Opinion
Case No: 6:14-cv-846-Orl-31KRS
07-18-2014
REPORT AND RECOMMENDATION
TO THE UNITED STATES DISTRICT COURT:
This cause came on for consideration without oral argument on the question of whether the Court has supplemental jurisdiction over the causes of action alleged in Counts II, III, IV and V of the First Amended Complaint. These issues have been fully briefed by the parties. Doc. Nos. 7, 13, 14, 19, 20, 21.
I. PROCEDURAL HISTORY.
Defendant Goodwill Industries of Central Florida, Inc. ("Goodwill") removed this case from the Circuit Court in and for the Ninth Judicial Circuit based on Count I of the Complaint filed by Plaintiff Chris Giarolo, which alleged a violation of the Fair Labor Standards Act, 29 U.S.C. § 201, et seq. ("FLSA"). Doc. No. 1. The removal was proper because this Court has federal question jurisdiction over Count I.
Giarolo filed a First Amended Complaint ("FAC") in state court before the case was removed. In the FAC, Giarolo alleged five causes of action:
Count I Violation of the Fair Labor Standards ActDoc. No. 2.
Count II Breach of Contract (Unpaid Wages)

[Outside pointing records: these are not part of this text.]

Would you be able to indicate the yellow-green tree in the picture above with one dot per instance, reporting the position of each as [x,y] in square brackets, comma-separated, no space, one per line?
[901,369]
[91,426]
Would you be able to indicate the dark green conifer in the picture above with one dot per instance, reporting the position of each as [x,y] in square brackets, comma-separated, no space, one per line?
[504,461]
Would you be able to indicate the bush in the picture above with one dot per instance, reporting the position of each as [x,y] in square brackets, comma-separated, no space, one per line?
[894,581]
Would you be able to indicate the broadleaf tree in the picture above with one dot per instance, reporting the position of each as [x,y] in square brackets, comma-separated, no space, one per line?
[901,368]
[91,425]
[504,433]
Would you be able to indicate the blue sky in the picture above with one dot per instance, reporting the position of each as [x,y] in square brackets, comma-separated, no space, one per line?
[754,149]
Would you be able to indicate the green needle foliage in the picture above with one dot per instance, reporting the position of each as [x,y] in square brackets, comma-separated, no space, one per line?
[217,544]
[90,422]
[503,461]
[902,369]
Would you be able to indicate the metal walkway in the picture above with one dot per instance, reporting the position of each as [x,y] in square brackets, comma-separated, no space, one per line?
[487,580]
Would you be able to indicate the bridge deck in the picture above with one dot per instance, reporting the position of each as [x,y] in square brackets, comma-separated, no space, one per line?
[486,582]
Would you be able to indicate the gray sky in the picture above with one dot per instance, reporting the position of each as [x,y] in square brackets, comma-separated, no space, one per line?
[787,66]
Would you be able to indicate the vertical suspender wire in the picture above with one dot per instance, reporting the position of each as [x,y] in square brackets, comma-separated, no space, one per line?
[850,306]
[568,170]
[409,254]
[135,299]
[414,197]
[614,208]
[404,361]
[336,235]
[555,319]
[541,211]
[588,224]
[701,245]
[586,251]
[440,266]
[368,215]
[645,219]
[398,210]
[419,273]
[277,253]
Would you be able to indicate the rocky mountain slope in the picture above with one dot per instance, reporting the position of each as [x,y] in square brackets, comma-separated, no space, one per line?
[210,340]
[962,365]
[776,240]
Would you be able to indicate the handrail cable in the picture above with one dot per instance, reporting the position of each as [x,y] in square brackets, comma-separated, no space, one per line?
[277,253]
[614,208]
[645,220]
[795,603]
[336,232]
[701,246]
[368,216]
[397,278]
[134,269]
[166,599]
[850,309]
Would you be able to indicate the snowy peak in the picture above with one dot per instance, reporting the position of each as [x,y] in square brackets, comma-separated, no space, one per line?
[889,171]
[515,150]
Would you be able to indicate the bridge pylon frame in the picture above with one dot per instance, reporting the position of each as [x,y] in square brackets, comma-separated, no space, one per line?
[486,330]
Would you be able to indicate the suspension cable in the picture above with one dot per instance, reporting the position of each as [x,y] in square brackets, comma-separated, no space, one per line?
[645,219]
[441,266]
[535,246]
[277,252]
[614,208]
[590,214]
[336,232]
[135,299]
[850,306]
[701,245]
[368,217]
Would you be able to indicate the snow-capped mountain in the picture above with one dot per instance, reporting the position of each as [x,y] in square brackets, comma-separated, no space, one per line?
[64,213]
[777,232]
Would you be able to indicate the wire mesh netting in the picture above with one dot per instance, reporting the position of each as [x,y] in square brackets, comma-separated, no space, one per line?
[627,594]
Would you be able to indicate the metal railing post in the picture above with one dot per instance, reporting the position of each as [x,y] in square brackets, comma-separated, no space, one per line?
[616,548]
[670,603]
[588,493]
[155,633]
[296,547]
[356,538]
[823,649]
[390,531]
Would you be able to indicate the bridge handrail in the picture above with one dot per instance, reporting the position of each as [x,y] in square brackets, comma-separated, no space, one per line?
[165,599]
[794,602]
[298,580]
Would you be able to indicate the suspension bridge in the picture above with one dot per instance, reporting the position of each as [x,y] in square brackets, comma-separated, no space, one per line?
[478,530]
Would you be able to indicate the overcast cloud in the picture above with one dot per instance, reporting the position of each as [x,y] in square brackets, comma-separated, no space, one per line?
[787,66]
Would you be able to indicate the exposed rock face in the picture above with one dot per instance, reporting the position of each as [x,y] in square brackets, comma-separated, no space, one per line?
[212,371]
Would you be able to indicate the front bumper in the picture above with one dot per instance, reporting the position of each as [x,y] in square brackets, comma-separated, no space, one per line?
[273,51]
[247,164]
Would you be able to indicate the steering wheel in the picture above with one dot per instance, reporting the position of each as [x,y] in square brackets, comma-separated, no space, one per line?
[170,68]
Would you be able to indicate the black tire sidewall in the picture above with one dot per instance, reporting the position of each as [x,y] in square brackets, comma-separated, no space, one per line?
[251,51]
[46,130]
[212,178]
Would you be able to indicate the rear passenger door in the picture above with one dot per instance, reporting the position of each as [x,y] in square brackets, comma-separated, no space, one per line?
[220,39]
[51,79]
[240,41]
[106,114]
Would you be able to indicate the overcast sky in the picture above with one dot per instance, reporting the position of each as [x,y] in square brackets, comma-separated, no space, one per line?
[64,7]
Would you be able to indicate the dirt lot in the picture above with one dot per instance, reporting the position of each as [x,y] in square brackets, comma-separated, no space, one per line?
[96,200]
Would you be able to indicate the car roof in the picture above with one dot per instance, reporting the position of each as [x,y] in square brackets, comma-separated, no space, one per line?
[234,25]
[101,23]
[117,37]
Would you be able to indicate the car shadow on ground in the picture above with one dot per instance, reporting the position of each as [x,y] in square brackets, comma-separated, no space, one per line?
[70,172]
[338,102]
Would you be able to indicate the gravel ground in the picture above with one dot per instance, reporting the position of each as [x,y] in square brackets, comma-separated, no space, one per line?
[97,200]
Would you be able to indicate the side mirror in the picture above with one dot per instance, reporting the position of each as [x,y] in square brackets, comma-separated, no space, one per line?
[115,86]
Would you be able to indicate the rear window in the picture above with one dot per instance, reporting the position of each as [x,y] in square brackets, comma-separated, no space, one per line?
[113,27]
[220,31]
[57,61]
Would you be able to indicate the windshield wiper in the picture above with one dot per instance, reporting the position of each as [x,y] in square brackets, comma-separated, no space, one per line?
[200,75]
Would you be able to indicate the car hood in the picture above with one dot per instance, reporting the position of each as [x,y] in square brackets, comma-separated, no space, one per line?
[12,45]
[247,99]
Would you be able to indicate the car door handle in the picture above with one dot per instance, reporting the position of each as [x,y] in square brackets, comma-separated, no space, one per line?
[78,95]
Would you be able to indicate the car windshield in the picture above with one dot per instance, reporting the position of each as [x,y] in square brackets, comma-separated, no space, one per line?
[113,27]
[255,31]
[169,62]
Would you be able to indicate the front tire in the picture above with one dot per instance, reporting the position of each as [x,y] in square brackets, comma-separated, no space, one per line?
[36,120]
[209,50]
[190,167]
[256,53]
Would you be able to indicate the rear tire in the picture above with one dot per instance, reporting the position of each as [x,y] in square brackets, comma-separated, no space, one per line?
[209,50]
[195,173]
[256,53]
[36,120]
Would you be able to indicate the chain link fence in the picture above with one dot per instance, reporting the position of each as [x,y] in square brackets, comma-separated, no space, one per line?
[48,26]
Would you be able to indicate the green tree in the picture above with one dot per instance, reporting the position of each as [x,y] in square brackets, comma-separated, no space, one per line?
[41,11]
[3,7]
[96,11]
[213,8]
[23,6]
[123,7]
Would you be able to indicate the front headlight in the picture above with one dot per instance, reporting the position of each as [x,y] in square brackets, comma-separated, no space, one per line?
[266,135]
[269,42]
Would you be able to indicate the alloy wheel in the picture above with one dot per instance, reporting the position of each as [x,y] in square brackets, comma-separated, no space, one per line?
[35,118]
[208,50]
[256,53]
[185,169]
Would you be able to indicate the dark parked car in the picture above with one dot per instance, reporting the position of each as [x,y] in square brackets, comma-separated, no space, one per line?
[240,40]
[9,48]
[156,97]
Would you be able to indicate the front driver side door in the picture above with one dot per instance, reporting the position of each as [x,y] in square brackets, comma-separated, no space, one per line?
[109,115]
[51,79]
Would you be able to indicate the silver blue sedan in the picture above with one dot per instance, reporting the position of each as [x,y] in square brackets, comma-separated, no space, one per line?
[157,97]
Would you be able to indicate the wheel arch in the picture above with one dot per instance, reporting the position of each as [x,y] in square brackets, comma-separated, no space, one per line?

Count III Florida Constitution Section 24, Article X Minimum Wage Action
Count IV FCRA Handicap/Disability Discrimination
Count V FCRA Retaliation
Goodwill answered Counts I, II, IV and V of the FAC and asserted twenty-seven affirmative defenses. Doc. No. 6. It filed a motion to dismiss Count III of the FAC for failure to state a claim on which relief can be granted. Goodwill argued, among other things, that the Florida Constitution does not provide a cause of action to recover unpaid minimum wages. Rather, it argues that the claim must be brought under section 448.110, Fla. Stat., the Florida Minimum Wage Act ("FMWA"). Doc. No. 7.
On June 6, 2014, I issued an order to show cause why the Court should not sever Counts IV and V of the FAC and remand them to state court under 28 U.S.C. § 1441(c)(2) because the Court cannot exercise supplemental jurisdiction over those claims or, alternatively, why the Court should not decline to exercise supplemental jurisdiction over those claims. Doc. No. 8. The parties responded to the order to show cause. Doc. Nos. 14, 20, 21. In his opposition to Goodwill's response to the order to show cause, Giarolo argued for the first time that the Court should also decline to exercise supplemental jurisdiction over Count II of the FAC. Doc. No. 20 at 9. Goodwill responded to this new argument in a reply memorandum. Doc. No. 21.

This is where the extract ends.